On September 25 – 27, businesses, investors, legal and technology experts, along with service providers and stakeholders representing the entire value chain attended the 3rd Future Food Forum in Shanghai. This high-profile gathering of the plant-based food industry has put a spotlight on the market’s future in China .
Patrick Brown, founder and CEO of Impossible Foods, though absent from attending due to COVID-19, sent a greeting video for the forum’s opening. In his greeting, the leader of the highest-ranking plant-based food business expressed his expectations and aspirations for the industry:
“China is committed to averting disasters of climate change and improving public health and nutrition. And there is another very important benefit: that is, a huge improvement of food security.”
Brown further noted that action from the plant-based food industry will relieve pressures coming from the shortage of agricultural resources in China. Additionally, this will help develop a China-based industry to provide much greater food security for the Chinese people.
Sharing Best Practices
In the beginning of 2018, alternative protein products were rarely seen as a category in Chinese supermarkets. But by last September, there have been more than 50 brands of plant-based products in the domestic market. According to Tmall (TMIC), a new product innovation center, some brands such as Oatly saw their businesses in China increase exponentially!
The landscape of the plant-based food industry first began to show promise in 2019. This began with Beyond Meat, the first plant-based food company, launching in May of that year. By 2020, the market was in full swing and began to be embraced by Chinese customers. This became especially true after the swine fever in Africa and the onset of COVID-19.
Oatly is held up as one of the best examples of company branding, promoting, and positioning in China. It effectively accomplished all of these within three years of entering the mainland market. Zhang Chun, Oatly’s president for Asia, shared the company’s strategies for breaking into the Chinese market.
Yao Wei, Corporate Innovation & Development Lead at Syngenta Group China, (known as the best state-owned enterprise in China), gave presentations regarding capital, the market, technology, and investment prospects related to new proteins. Other businesses such as Youkuai Group International also shared their success stories.
Future Food Forum at Work
A collaboration of the Advisory Committee on Nutrition Guidance of China National Food Industry Association, the State Food and Nutrition Consultant Committee, and the China Plant Based Food Alliance, Future Food Forum (FFF) is a high-end forum for plant-based industry and market in China. Each forum has attracted more than 200 representatives from domestic and foreign government departments, research institutions, industry associations, investment institutions and food companies to discuss topics relevant to developing alternative proteins.
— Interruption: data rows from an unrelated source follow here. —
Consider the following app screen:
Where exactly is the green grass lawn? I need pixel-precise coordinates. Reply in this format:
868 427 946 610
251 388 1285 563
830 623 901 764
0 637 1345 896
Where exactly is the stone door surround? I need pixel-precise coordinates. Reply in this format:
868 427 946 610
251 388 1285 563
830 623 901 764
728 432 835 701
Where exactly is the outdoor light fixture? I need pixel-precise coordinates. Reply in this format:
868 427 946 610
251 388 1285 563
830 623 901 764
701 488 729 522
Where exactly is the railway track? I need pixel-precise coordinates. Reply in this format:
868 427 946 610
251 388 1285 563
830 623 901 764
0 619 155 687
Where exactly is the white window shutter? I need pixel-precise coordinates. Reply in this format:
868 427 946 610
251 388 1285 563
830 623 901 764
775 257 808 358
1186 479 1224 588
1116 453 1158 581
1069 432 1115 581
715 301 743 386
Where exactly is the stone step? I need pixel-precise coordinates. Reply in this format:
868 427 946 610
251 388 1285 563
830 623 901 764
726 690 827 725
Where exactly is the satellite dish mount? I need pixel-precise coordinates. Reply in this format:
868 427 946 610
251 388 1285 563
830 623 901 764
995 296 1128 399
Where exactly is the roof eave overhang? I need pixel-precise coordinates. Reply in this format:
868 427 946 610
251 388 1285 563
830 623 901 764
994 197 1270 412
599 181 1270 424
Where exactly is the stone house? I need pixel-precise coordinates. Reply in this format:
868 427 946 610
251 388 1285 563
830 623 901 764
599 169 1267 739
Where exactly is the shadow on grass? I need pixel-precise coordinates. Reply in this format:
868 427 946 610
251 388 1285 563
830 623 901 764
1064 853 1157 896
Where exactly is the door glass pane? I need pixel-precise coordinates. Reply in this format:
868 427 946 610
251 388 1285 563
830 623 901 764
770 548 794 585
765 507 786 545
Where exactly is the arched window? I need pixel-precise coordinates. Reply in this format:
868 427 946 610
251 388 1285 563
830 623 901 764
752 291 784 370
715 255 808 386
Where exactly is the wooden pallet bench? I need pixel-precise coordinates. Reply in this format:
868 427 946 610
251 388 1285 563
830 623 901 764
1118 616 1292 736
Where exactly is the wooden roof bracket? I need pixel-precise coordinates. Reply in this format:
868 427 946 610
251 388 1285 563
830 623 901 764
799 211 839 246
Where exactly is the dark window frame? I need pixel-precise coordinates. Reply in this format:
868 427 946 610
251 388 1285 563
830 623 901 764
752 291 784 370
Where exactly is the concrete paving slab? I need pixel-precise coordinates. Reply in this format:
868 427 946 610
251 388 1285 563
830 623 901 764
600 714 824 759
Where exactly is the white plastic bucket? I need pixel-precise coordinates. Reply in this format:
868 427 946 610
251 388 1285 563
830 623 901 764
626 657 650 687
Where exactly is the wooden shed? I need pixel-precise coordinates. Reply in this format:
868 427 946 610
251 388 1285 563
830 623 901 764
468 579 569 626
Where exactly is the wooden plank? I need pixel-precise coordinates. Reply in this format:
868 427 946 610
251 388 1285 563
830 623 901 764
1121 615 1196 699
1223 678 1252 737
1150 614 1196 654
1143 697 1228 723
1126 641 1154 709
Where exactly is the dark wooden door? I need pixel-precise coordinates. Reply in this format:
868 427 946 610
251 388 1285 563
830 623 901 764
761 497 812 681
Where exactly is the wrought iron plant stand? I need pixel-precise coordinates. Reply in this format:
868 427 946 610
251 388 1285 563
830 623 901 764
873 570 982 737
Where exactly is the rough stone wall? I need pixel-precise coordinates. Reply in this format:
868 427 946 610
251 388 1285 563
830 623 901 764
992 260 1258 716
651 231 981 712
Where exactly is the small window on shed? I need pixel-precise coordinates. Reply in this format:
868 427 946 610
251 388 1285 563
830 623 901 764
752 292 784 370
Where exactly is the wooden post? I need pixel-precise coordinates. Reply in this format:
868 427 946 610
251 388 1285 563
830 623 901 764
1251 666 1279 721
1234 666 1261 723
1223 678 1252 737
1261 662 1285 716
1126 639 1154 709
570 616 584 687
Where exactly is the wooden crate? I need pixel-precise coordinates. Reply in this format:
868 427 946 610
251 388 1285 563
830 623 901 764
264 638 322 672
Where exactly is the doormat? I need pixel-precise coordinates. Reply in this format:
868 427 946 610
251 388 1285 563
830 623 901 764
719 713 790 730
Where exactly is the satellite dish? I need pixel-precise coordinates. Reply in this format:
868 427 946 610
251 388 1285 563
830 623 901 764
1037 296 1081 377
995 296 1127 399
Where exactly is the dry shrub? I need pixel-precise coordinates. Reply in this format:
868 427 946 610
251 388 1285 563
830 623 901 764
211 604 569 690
The previous two Forums were co-hosted with Veggieworld in December 2018 and again in November 2019 in Beijing.
“Our goal is to coordinate both the industry and its voice, while at the same time orchestrating all resources for the best interest and social governance of the industry,” said Ryan Xue, secretary-general of the China Plant Based Food Alliance.
As a professional platform to help stakeholders learn, communicate, and collaborate, the Forum has one signature function in China’s plant-based industry. This function is to vigorously promote the development of China’s plant-based industry towards standardization, specialization, and scale. The regulation and certification organization has also been working to map out the principles that are applicable to the entire industry.
The industry ecosystem indicates China’s market boom at the initial development stage for plant-based food. During this phase, a multitude of stakeholders joined to bring creative ideas and vitality to the new market.
Currently investors have shown interest in a few new types of proteins including plant-based protein, fermentation, and cell-cultured protein. The first scope is most invested, while the others typically only allow start-ups to remain in the phase of technological development and experiments.
Start-up companies such as Zhen Meat who are navigating the waters of a new industry are most likely to stand out with an excellent team, quality management, and a collective vision. Technology is also a key to draw capital, but long-term goals are what appeal most to investors.
Some traditional sectors will also transform themselves to adapt into the new market. While the vegetarian diet in China’s history can be traced back over a thousand years ago to the Song Dynasty (960-1279), it is quite different from the modern concept of alternative proteins.
Nowadays, there is a great demand for innovation to create food that is geared for Chinese eating habits. Emerging plant-based food, created mostly from soy and other fibrous proteins, require more complex technology to safeguard the texture of products and to make is similar real meat. “It is the very technology that needs to go from 0 to 1,” said Wu Qi, director of the Food Science and Processing Research Center at Shenzhen University.
Apart from taste and texture, the focus of the industry’s operation must be transformed as well. Jennifer Lee, executive director of U.S.-China Agriculture and Food Partnership stated, “The production chain at the moment is very long in the industry, which may become an obstacle to the development.” Lee noted that in the upcoming three years, however, plant-based food will be increasingly more welcomed in the world.